How to walk through Java class resources?

Question

I know we can do something like this:

Class.class.getResourceAsStream(\"/com/youcompany/yourapp/module/someresource.conf\")

to read the fil

Answer 1

I've been looking for a way to list the contents of a jar file using the classloaders, but unfortunately this seems to be impossible. Instead what you can do is open the jar as a zip file and get the contents this way. You can use standard (here) ways to read the contents of a jar file and then use the classloader to read the contents.

Answer 2

The most robust mechanism for listing all resources in the classpath is currently to use this pattern with ClassGraph, because it handles the widest possible array of classpath specification mechanisms, including the new JPMS module system. (I am the author of ClassGraph.)

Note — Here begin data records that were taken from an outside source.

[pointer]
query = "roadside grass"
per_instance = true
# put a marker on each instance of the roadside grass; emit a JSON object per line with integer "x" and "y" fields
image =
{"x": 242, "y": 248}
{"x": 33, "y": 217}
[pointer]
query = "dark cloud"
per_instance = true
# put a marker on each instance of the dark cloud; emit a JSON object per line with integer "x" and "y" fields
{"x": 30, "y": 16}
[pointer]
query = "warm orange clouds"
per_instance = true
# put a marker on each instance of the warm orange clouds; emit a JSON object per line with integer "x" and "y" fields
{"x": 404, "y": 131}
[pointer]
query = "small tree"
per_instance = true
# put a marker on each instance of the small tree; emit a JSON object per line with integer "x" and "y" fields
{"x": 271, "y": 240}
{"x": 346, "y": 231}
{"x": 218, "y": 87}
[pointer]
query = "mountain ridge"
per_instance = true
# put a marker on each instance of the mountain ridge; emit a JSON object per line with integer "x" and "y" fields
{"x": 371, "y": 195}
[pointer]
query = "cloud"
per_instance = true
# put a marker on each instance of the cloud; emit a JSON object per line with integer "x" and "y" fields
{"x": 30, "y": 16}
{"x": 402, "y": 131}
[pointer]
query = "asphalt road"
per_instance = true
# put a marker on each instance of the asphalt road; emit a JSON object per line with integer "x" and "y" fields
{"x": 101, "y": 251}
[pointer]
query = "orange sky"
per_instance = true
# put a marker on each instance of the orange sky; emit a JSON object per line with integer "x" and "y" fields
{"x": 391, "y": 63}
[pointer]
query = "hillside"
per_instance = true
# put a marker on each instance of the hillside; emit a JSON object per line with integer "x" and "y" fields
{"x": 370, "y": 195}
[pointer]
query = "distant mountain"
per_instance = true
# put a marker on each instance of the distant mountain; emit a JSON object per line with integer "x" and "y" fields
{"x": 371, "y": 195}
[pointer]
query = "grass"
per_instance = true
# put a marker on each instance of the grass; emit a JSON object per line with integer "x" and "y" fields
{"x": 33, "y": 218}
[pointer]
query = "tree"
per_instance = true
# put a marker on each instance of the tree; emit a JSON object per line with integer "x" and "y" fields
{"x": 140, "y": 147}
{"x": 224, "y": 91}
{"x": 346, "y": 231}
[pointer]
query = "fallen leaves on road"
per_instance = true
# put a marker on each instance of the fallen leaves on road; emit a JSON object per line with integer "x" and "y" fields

List<String> resourceNames;
try (ScanResult scanResult = new ClassGraph()
            .whitelistPaths("com/yourcompany/yourapp")
            .scan()) {
    resourceNames = scanResult.getAllResources().getNames();
}

Answer 3

In general can't get a list of resources like this. Some classloaders may not even be able to support this - imagine a classloader which can fetch individual files from a web server, but the web server doesn't have to support listing the contents of a directory. For a jar file you can load the contents of the jar file explicitly, of course.

(This question is similar, btw.)

Answer 4

For resources in a JAR file, something like this works:

URL url = MyClass.class.getResource("MyClass.class");
String scheme = url.getProtocol();
if (!"jar".equals(scheme))
  throw new IllegalArgumentException("Unsupported scheme: " + scheme);
JarURLConnection con = (JarURLConnection) url.openConnection();
JarFile archive = con.getJarFile();
/* Search for the entries you care about. */
Enumeration<JarEntry> entries = archive.entries();
while (entries.hasMoreElements()) {
  JarEntry entry = entries.nextElement();
  if (entry.getName().startsWith("com/y/app/")) {
    ...
  }
}

You can do the same thing with resources "exploded" on the file system, or in many other repositories, but it's not quite as easy. You need specific code for each URL scheme you want to support.

Answer 5

I usually use

getClass().getClassLoader().getResourceAsStream(...)

but I doubt you can list the entries from the classpath, without knowing them a priori.